Osip Mandelstam

Osip Mandelstam

Osip Mandelstam is one of the most prominent Russian poets of the 20th century. Born in 1891, he grew up in St. Petersburg, and published two collections, Stone and Tristia, before his work began running into publishing difficulties in the 1920s due to his political and aesthetic views, largely at odds with the powers-that-were of the Soviet Union. These poems are among the last ones he wrote, during a period of internal exile in the city of Voronezh in the mid-1930s, and form part of what are usually referred to as his Voronezh Notebooks. Though Mandelstam never saw the Mediterranean, he was a frequent visitor to the Crimea, and the Hellenic world was a crucial part of his poetic outlook. He died in a Gulag transit camp in 1938.

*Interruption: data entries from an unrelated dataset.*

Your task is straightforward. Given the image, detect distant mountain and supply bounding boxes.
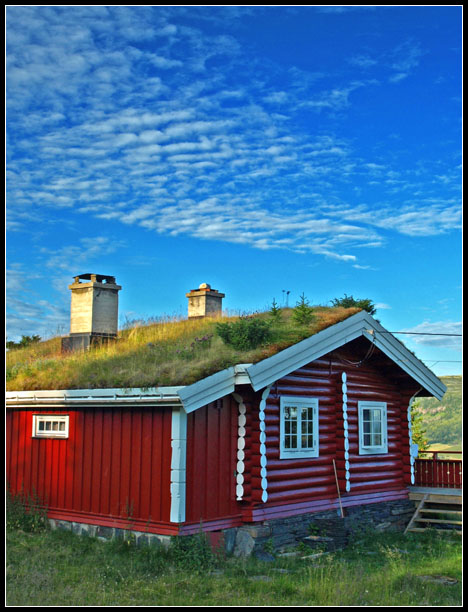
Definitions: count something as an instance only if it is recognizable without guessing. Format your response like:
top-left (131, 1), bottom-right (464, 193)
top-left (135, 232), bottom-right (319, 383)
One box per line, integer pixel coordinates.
top-left (416, 376), bottom-right (462, 446)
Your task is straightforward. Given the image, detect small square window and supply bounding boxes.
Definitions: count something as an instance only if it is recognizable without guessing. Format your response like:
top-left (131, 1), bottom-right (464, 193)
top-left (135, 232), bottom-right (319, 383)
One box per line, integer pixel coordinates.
top-left (358, 402), bottom-right (388, 455)
top-left (280, 397), bottom-right (319, 459)
top-left (32, 414), bottom-right (69, 438)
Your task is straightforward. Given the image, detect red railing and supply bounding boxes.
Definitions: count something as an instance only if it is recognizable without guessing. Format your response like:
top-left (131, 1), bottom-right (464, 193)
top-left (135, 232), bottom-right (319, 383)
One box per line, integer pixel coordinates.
top-left (414, 451), bottom-right (462, 489)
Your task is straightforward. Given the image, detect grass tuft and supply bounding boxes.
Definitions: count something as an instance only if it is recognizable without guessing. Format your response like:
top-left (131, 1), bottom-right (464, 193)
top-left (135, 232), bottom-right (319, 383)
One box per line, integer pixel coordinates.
top-left (6, 307), bottom-right (359, 391)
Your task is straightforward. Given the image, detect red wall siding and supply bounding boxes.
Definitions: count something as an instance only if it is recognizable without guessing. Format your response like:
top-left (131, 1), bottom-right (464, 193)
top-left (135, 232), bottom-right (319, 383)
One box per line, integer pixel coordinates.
top-left (186, 397), bottom-right (240, 525)
top-left (244, 347), bottom-right (417, 516)
top-left (7, 408), bottom-right (172, 526)
top-left (252, 360), bottom-right (340, 504)
top-left (347, 368), bottom-right (409, 494)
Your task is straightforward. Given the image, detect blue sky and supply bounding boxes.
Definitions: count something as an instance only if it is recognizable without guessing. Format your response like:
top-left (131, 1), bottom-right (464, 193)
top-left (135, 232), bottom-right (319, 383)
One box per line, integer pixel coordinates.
top-left (6, 6), bottom-right (462, 375)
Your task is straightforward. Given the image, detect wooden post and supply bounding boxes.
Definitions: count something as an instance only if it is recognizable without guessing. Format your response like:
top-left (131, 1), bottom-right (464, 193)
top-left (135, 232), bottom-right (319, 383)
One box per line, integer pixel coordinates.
top-left (333, 459), bottom-right (344, 518)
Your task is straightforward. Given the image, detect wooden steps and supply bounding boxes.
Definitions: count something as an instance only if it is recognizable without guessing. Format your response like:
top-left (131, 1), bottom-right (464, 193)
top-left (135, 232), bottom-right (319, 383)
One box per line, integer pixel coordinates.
top-left (405, 491), bottom-right (462, 535)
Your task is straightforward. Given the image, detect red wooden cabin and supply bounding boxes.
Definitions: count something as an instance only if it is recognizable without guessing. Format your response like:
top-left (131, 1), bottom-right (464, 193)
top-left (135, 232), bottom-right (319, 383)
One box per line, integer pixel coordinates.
top-left (6, 312), bottom-right (445, 535)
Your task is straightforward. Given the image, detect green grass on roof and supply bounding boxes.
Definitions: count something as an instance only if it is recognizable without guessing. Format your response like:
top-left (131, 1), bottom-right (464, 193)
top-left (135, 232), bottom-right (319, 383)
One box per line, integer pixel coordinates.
top-left (6, 306), bottom-right (359, 391)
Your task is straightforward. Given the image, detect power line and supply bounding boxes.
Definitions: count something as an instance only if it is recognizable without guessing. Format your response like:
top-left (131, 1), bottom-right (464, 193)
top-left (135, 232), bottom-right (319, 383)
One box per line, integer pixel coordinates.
top-left (375, 330), bottom-right (463, 337)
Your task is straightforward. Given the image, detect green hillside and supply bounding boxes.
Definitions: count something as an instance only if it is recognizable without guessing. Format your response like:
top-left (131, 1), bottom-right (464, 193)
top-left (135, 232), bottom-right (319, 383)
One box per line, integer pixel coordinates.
top-left (416, 376), bottom-right (462, 450)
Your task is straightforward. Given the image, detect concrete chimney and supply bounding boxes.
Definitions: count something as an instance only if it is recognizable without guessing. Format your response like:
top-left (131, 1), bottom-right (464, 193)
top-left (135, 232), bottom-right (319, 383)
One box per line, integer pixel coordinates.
top-left (62, 274), bottom-right (122, 351)
top-left (185, 283), bottom-right (224, 319)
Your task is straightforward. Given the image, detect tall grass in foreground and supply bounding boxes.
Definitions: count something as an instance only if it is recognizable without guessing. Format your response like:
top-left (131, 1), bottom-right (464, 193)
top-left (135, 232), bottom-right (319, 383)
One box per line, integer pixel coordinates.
top-left (6, 307), bottom-right (357, 390)
top-left (6, 530), bottom-right (461, 607)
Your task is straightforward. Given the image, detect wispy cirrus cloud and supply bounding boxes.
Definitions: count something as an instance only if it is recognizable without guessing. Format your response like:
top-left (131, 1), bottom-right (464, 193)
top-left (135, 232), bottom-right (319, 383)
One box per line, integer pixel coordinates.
top-left (7, 6), bottom-right (460, 266)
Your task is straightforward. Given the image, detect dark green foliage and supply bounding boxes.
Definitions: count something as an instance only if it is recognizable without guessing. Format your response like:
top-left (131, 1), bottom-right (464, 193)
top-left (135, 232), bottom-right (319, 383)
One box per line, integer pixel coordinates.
top-left (6, 490), bottom-right (48, 533)
top-left (331, 293), bottom-right (377, 315)
top-left (292, 294), bottom-right (315, 325)
top-left (269, 299), bottom-right (282, 323)
top-left (411, 402), bottom-right (428, 451)
top-left (167, 533), bottom-right (217, 572)
top-left (6, 335), bottom-right (41, 349)
top-left (216, 317), bottom-right (271, 351)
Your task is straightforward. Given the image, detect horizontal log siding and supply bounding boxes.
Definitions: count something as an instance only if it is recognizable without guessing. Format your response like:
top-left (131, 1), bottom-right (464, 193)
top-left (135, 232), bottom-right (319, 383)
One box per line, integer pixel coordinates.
top-left (262, 359), bottom-right (341, 504)
top-left (7, 408), bottom-right (172, 530)
top-left (347, 366), bottom-right (409, 495)
top-left (244, 348), bottom-right (417, 516)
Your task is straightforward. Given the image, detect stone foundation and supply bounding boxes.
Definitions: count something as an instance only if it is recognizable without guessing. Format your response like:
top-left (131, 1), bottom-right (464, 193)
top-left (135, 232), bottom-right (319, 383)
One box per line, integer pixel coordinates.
top-left (49, 500), bottom-right (414, 558)
top-left (225, 500), bottom-right (414, 557)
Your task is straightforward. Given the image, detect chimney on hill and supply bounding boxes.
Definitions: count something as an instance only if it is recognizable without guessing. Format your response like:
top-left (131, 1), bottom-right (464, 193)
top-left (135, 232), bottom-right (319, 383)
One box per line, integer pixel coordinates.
top-left (185, 283), bottom-right (224, 319)
top-left (62, 274), bottom-right (122, 352)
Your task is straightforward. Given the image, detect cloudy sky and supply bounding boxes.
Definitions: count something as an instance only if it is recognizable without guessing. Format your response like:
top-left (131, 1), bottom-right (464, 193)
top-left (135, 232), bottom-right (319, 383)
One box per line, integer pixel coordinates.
top-left (6, 6), bottom-right (462, 375)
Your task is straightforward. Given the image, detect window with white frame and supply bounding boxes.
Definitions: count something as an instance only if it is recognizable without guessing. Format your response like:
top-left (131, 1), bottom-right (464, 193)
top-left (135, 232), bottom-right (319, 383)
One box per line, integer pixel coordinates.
top-left (358, 402), bottom-right (388, 455)
top-left (33, 414), bottom-right (69, 438)
top-left (280, 396), bottom-right (319, 459)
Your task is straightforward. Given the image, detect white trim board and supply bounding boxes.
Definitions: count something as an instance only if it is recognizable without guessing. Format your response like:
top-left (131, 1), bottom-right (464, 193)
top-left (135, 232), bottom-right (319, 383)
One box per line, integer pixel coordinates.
top-left (246, 311), bottom-right (446, 400)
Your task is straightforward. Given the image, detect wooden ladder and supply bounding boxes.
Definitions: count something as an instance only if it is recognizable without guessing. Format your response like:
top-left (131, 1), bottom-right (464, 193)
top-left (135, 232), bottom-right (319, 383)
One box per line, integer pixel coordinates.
top-left (405, 493), bottom-right (462, 535)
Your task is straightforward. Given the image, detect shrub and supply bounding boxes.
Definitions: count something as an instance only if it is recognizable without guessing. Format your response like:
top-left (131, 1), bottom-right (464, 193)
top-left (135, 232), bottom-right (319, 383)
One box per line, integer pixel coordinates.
top-left (6, 491), bottom-right (48, 533)
top-left (269, 299), bottom-right (282, 323)
top-left (216, 317), bottom-right (271, 351)
top-left (292, 294), bottom-right (315, 325)
top-left (167, 533), bottom-right (217, 571)
top-left (331, 293), bottom-right (377, 315)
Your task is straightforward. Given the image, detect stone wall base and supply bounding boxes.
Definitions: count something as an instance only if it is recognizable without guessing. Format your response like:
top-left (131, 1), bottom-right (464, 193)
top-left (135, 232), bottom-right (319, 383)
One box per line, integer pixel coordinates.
top-left (225, 500), bottom-right (414, 557)
top-left (49, 519), bottom-right (172, 547)
top-left (49, 500), bottom-right (414, 557)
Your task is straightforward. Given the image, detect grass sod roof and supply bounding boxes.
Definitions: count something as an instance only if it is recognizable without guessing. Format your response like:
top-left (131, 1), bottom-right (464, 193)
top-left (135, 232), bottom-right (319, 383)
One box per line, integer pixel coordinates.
top-left (6, 306), bottom-right (360, 391)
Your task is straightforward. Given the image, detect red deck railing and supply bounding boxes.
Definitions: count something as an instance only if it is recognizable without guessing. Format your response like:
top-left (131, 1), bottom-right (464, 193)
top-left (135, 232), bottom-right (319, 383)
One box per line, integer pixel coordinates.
top-left (414, 451), bottom-right (462, 489)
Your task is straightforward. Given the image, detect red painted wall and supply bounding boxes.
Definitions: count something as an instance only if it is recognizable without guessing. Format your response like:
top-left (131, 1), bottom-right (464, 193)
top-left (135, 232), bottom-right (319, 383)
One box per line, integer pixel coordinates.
top-left (239, 343), bottom-right (418, 520)
top-left (6, 408), bottom-right (172, 531)
top-left (186, 397), bottom-right (240, 528)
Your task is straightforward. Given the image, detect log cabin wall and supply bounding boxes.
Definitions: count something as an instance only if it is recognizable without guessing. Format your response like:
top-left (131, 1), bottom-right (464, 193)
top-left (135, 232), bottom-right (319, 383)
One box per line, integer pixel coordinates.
top-left (239, 343), bottom-right (418, 521)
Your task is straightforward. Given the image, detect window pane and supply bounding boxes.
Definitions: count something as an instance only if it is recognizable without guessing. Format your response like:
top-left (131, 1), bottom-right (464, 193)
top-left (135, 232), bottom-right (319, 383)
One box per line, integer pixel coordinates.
top-left (301, 406), bottom-right (314, 448)
top-left (362, 408), bottom-right (383, 447)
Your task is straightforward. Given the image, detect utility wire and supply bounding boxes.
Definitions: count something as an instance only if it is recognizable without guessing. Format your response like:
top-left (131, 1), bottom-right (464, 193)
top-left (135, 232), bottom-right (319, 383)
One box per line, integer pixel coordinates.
top-left (375, 330), bottom-right (463, 337)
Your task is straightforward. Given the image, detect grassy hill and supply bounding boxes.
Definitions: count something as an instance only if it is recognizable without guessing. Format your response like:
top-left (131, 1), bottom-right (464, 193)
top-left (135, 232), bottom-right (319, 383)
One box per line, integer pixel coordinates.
top-left (6, 306), bottom-right (360, 391)
top-left (416, 376), bottom-right (462, 450)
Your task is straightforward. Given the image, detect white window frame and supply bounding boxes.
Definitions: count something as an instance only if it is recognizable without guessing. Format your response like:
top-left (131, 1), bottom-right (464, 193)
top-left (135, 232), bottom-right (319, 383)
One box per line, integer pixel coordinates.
top-left (358, 401), bottom-right (388, 455)
top-left (280, 395), bottom-right (319, 459)
top-left (32, 414), bottom-right (70, 438)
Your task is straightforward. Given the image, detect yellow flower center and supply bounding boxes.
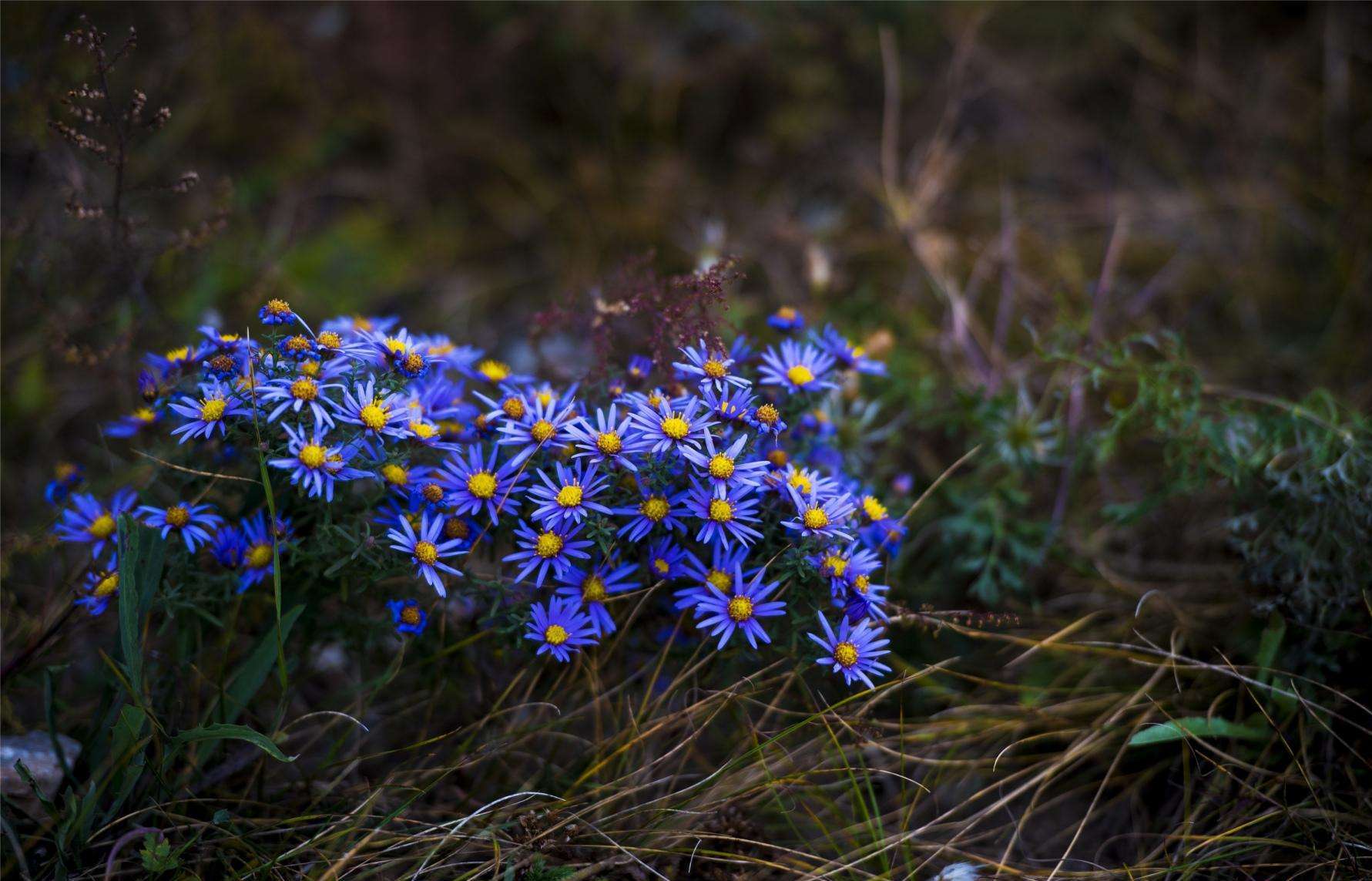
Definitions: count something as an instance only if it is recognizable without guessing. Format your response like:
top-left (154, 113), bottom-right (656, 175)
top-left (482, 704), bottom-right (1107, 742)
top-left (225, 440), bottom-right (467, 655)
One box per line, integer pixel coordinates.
top-left (638, 496), bottom-right (673, 523)
top-left (834, 642), bottom-right (857, 667)
top-left (534, 533), bottom-right (565, 560)
top-left (476, 358), bottom-right (511, 383)
top-left (582, 575), bottom-right (605, 603)
top-left (663, 415), bottom-right (690, 441)
top-left (297, 443), bottom-right (328, 468)
top-left (414, 542), bottom-right (438, 566)
top-left (357, 402), bottom-right (391, 431)
top-left (528, 419), bottom-right (557, 443)
top-left (86, 513), bottom-right (114, 538)
top-left (467, 471), bottom-right (495, 498)
top-left (729, 597), bottom-right (753, 622)
top-left (243, 545), bottom-right (272, 570)
top-left (291, 376), bottom-right (320, 401)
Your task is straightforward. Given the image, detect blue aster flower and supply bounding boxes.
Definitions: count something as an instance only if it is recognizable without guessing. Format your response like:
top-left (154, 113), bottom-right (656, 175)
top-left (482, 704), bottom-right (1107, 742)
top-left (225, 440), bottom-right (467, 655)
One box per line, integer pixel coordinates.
top-left (686, 480), bottom-right (763, 545)
top-left (258, 299), bottom-right (295, 324)
top-left (805, 615), bottom-right (891, 688)
top-left (172, 383), bottom-right (251, 443)
top-left (385, 600), bottom-right (428, 637)
top-left (632, 398), bottom-right (715, 454)
top-left (52, 489), bottom-right (137, 560)
top-left (767, 306), bottom-right (805, 331)
top-left (505, 523), bottom-right (594, 587)
top-left (682, 434), bottom-right (767, 496)
top-left (611, 482), bottom-right (686, 542)
top-left (782, 484), bottom-right (854, 542)
top-left (267, 425), bottom-right (371, 503)
top-left (524, 597), bottom-right (599, 663)
top-left (435, 443), bottom-right (524, 523)
top-left (696, 566), bottom-right (787, 649)
top-left (757, 339), bottom-right (837, 392)
top-left (385, 513), bottom-right (464, 597)
top-left (557, 560), bottom-right (639, 635)
top-left (673, 341), bottom-right (752, 391)
top-left (528, 462), bottom-right (611, 526)
top-left (136, 503), bottom-right (223, 553)
top-left (567, 403), bottom-right (652, 471)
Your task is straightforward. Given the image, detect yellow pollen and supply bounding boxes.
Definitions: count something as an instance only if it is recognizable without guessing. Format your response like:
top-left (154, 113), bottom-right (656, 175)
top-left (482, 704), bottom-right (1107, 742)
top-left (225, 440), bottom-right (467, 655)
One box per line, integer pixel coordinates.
top-left (291, 376), bottom-right (320, 401)
top-left (638, 496), bottom-right (673, 523)
top-left (528, 419), bottom-right (557, 443)
top-left (297, 443), bottom-right (328, 468)
top-left (93, 572), bottom-right (119, 597)
top-left (357, 403), bottom-right (391, 431)
top-left (729, 597), bottom-right (753, 623)
top-left (86, 513), bottom-right (114, 538)
top-left (414, 542), bottom-right (438, 566)
top-left (243, 545), bottom-right (272, 570)
top-left (467, 471), bottom-right (495, 498)
top-left (534, 533), bottom-right (564, 560)
top-left (476, 358), bottom-right (511, 383)
top-left (663, 415), bottom-right (690, 441)
top-left (582, 575), bottom-right (605, 603)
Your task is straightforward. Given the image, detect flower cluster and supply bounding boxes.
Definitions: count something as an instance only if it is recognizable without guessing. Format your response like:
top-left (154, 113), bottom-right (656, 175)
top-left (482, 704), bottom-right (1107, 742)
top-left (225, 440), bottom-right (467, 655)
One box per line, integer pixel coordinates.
top-left (49, 299), bottom-right (904, 684)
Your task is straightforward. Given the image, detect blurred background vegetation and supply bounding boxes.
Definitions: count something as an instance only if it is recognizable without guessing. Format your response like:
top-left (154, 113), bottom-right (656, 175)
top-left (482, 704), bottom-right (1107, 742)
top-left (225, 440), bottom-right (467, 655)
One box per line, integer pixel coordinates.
top-left (0, 3), bottom-right (1372, 859)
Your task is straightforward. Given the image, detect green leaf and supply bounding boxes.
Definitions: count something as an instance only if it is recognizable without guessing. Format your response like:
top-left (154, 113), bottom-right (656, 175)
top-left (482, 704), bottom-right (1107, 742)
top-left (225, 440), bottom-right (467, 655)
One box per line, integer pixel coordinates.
top-left (172, 725), bottom-right (295, 762)
top-left (1129, 716), bottom-right (1272, 747)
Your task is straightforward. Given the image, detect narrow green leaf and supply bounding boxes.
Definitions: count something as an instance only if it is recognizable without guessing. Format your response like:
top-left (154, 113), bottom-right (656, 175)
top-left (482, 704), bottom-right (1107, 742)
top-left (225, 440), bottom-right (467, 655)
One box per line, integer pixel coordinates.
top-left (1129, 716), bottom-right (1272, 747)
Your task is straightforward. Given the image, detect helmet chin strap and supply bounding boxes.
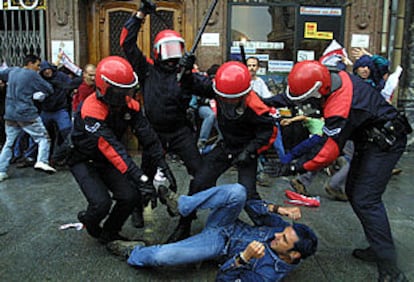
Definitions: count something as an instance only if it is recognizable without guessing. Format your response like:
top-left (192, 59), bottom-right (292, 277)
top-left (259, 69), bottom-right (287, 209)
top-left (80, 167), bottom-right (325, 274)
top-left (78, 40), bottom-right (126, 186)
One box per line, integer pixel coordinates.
top-left (286, 81), bottom-right (322, 102)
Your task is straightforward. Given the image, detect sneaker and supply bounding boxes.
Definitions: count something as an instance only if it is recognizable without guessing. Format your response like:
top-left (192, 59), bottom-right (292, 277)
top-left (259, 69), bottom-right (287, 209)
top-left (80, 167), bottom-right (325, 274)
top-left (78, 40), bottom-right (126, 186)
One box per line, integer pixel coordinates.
top-left (289, 179), bottom-right (310, 196)
top-left (16, 158), bottom-right (35, 168)
top-left (106, 240), bottom-right (145, 259)
top-left (0, 172), bottom-right (9, 182)
top-left (158, 185), bottom-right (180, 216)
top-left (256, 172), bottom-right (270, 187)
top-left (391, 168), bottom-right (402, 175)
top-left (34, 162), bottom-right (56, 174)
top-left (78, 211), bottom-right (102, 238)
top-left (352, 247), bottom-right (377, 262)
top-left (325, 185), bottom-right (348, 202)
top-left (98, 231), bottom-right (131, 245)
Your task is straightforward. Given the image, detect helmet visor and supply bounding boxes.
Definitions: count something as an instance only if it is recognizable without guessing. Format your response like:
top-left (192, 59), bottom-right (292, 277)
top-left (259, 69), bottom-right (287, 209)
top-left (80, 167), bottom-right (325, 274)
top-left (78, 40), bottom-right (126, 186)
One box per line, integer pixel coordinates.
top-left (286, 81), bottom-right (322, 103)
top-left (217, 96), bottom-right (246, 120)
top-left (159, 41), bottom-right (184, 61)
top-left (103, 86), bottom-right (137, 107)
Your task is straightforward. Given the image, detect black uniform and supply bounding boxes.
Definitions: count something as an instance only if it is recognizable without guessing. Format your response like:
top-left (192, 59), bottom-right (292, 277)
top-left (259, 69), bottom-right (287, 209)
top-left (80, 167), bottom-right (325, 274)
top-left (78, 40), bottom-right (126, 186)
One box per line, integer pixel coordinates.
top-left (194, 91), bottom-right (277, 212)
top-left (121, 17), bottom-right (210, 189)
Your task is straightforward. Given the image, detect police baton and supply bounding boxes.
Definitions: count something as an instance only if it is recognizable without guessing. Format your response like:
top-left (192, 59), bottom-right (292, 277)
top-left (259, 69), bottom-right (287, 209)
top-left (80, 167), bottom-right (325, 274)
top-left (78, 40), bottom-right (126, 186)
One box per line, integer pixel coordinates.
top-left (177, 0), bottom-right (218, 82)
top-left (141, 0), bottom-right (171, 29)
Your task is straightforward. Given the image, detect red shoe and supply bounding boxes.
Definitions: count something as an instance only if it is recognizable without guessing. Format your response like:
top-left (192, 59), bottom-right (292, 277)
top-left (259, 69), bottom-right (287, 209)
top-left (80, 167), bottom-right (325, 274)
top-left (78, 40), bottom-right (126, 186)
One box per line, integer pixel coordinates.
top-left (285, 189), bottom-right (321, 207)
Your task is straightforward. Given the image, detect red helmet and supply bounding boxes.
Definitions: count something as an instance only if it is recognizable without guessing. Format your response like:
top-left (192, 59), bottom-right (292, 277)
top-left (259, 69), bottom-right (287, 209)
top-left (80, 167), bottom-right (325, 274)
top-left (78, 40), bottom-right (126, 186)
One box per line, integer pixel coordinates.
top-left (213, 61), bottom-right (252, 99)
top-left (95, 56), bottom-right (138, 104)
top-left (286, 61), bottom-right (331, 102)
top-left (154, 29), bottom-right (184, 61)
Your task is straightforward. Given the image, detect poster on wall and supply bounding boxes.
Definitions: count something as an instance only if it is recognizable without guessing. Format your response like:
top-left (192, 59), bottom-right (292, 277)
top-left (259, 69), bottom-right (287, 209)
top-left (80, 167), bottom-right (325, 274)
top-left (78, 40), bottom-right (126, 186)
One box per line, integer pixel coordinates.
top-left (296, 6), bottom-right (344, 43)
top-left (230, 43), bottom-right (293, 95)
top-left (0, 0), bottom-right (46, 11)
top-left (52, 40), bottom-right (75, 62)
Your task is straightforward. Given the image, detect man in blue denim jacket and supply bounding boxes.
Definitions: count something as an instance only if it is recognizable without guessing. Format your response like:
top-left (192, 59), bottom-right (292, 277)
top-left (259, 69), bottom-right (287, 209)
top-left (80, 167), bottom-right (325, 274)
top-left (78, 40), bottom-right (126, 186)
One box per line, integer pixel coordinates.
top-left (107, 184), bottom-right (317, 281)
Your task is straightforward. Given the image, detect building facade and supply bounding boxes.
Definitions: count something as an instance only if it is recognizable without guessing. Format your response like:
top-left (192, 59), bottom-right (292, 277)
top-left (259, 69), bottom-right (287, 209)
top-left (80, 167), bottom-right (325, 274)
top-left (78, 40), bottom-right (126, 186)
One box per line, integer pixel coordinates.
top-left (0, 0), bottom-right (414, 126)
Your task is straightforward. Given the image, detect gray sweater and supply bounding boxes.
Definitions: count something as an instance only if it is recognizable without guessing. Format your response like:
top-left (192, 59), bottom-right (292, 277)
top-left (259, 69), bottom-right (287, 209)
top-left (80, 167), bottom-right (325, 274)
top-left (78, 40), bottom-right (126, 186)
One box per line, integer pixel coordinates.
top-left (0, 67), bottom-right (53, 122)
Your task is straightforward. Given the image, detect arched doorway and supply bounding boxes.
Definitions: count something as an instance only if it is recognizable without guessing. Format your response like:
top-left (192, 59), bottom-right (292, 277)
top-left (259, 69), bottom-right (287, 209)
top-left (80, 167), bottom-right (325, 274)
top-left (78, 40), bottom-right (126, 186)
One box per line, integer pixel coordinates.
top-left (88, 1), bottom-right (183, 63)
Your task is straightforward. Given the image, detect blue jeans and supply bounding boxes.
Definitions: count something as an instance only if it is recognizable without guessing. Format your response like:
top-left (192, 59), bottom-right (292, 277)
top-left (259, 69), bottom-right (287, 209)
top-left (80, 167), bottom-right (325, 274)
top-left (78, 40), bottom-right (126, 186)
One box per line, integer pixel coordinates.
top-left (24, 109), bottom-right (72, 158)
top-left (273, 122), bottom-right (285, 159)
top-left (0, 117), bottom-right (50, 172)
top-left (128, 184), bottom-right (246, 266)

Alistair Noon © photo by Karl Hurst

Alistair Noon’s previous translations of Osip Mandelstam, Concert At A Railway Station, appeared from Shearsman Books in 2018. His own poems have been published in two collections from Nine Arches Press (Earth Records, 2012; The Kerosene Singing, 2015) and a dozen chapbooks from various presses, including QUAD (from Longbarrow Press, 2017). Hellenic Post is forthcoming from Knives Forks And Spoons Press. He lives in Berlin.

 
Lush Crete, the blue island that lives
from the potters who left us fired gifts
in its resonant earth: listen in
to the beats of those underground fins.

With the sea on your lips, you regard
the clay that rejoiced in the kiln;
the sea and the eye share the shards
of a vessel whose power has chilled.

Crete on the wing, blue shape,
return what’s mine, it’s my labour.
Let lactating deities feed
that vessel revered in the heat.

Ever bluer, these things they’d sing
long before any Odyssey’s lines,
before anyone quibbled that drink
or food could be yours or mine…

Let your beams ripple out and revive,
star in the ox-eyed skies.
Like a flying fish, it’s a guess
when the water will call out “Yes”.

                                                         March 1937

 
Wise pimp to the water and wine,
guilty debtor to lips long parched,
as the music sounds, your fruit crop ripens, 
young goats on your flanks at their dance.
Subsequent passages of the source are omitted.